Los restaurantes abiertos en partes de la sierra, en la carretera con rumbo a Dolores Hidalgo, también atraen a la gente y acaban siendo un lugar común. Se acude a esos lugares, sobre todo si cuentan con amplios ventanales, porque la percepción de la inmensidad nos es indispensable. En la misma sierra, en Santa Rosa, es un lugar común el Llano Largo y la ruta a la presa de Peralillo. La diferencia entre ambas experiencias es la distancia: en una se percibe lo magnitud de los bosques y en la otra se está dentro de esa magnitud. Como decía, los lugares comunes se sustentan en los alcances sensoriales de la gente, en sus afinidades.
Desde la perspectiva de esos dos ejemplos algo queda en claro: todas las ciudades cuentan con sus propios lugares comunes, y por tanto con sus colectivos específicos de adeptos. En Irapuato, el antiguo vivero, luego parque de convivencia hoy Irekua puede serlo, como tal vez lo fue el Dique de Arandas. A lo mejor el pequeño jardín ubicado frente al templo de Santiaguito, remanso discreto, a una cuadra del trajín urbano del centro. ¿Y qué decir del antiguo atrio de la actual catedral o el espacio abierto afuera del Convento, cerca de la Tercera Orden?

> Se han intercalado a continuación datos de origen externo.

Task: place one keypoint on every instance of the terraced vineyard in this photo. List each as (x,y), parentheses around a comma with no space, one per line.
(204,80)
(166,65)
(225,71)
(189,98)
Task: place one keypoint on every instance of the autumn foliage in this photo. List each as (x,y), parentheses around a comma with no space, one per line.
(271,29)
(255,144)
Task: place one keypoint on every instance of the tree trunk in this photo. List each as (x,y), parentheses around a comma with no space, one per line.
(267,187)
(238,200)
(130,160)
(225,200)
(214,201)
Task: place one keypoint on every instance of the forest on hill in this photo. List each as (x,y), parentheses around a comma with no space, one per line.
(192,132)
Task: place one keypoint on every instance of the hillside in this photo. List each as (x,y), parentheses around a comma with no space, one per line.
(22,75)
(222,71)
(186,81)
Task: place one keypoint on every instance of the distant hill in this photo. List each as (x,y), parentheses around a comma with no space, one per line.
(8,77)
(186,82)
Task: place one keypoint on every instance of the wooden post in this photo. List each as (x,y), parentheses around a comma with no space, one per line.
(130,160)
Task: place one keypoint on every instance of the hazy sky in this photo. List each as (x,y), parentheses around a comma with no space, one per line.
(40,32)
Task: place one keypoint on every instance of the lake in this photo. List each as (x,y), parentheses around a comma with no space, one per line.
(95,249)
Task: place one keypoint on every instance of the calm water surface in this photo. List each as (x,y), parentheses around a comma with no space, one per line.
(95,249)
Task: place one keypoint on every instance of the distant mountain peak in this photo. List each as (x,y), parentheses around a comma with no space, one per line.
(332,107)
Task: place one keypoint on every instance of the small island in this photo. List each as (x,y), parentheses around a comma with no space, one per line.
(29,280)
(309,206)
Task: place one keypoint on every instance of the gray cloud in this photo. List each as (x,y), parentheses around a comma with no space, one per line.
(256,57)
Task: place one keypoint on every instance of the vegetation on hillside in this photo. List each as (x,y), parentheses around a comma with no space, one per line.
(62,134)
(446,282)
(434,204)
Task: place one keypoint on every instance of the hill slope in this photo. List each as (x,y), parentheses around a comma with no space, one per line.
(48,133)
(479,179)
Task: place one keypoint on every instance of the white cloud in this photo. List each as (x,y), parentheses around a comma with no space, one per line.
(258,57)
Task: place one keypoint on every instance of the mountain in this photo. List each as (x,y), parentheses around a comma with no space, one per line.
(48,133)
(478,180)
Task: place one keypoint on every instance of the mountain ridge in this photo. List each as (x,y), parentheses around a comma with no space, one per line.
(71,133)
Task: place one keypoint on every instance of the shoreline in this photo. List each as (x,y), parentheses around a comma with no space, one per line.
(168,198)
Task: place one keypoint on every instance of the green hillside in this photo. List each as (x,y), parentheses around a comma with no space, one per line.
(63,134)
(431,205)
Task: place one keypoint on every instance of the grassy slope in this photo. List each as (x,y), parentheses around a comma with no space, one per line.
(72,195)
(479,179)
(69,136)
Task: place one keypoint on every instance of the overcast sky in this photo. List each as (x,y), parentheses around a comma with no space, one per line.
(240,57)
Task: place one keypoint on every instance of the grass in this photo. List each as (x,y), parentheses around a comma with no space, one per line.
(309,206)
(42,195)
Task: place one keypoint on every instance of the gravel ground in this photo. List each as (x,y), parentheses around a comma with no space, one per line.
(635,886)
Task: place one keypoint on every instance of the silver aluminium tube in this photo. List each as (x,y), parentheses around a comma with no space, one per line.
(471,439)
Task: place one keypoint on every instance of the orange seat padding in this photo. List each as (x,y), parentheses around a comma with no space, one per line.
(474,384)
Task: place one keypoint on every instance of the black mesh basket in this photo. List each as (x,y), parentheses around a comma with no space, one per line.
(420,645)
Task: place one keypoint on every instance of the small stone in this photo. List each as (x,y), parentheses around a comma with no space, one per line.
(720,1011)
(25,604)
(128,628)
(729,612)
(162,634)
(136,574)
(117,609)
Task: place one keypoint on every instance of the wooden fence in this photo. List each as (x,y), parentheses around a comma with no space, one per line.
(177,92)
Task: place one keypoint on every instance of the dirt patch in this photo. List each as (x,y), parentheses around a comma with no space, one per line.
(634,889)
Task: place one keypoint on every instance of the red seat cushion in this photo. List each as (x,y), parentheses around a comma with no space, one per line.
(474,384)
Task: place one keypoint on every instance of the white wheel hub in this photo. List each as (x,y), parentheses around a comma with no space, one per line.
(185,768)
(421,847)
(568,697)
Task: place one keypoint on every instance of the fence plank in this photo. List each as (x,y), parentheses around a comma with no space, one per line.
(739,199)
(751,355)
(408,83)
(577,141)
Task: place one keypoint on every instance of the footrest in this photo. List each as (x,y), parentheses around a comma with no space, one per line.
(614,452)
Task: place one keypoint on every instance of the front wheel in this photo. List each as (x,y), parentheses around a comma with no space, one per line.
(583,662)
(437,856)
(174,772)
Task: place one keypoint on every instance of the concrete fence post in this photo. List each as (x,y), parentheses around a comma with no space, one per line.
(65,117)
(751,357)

Los jardines principales suelen atraer la atención y volverse activos puntos de reunión, ya que además cuentan con kioscos, construidos justo para eso: para reunir a la gente. Allí están los jardines de Celaya y el de Salvatierra, este último formidable por su arbolado. La Alameda de Celaya y la de Querétaro, ¿qué tan lugares comunes llegan a ser? No es posible dejar de mencionar el jardín de Salamanca, al que llegaban los peregrinos que venían caminando de Irapuato en la Semana Santa. La ribera del río Lerma, en esa misma ciudad, era un lugar por demás común, como ha de serlo la orilla del la Laguna de Yuriria.
Las calles paralelas a la Avenida Madero, en Morelia, cuántos lugares comunes resguardan, de sabor añoso, entre muros de cantera, propios para el solaz, como el Jardín de las Rosas o los innumerables patios, y no pocos recodos junto a templos y edificios públicos, todos cargados de historia. Pátzcuaro es desde luego un lugar muy común, hecho de otros numerosos lugares comunes donde el tiempo que uno vive parece retraerse, y se retrae (siempre y cuando no sean horas de comercio y exceso de turismo). En realidad no puede redactarse una lista de lugares comunes de cada ciudad, así se precien algunos de conocer los auténticos o de conocerlos todos. La razón es bastante simple: son las personas quienes hacen comunes a los lugares, y cada persona se sabe integrante de un colectivo al que tal o cual lugar le parece común. Por ende, “mis lugares comunes son los míos y de mi gente, la gente con la que participo de ellos”.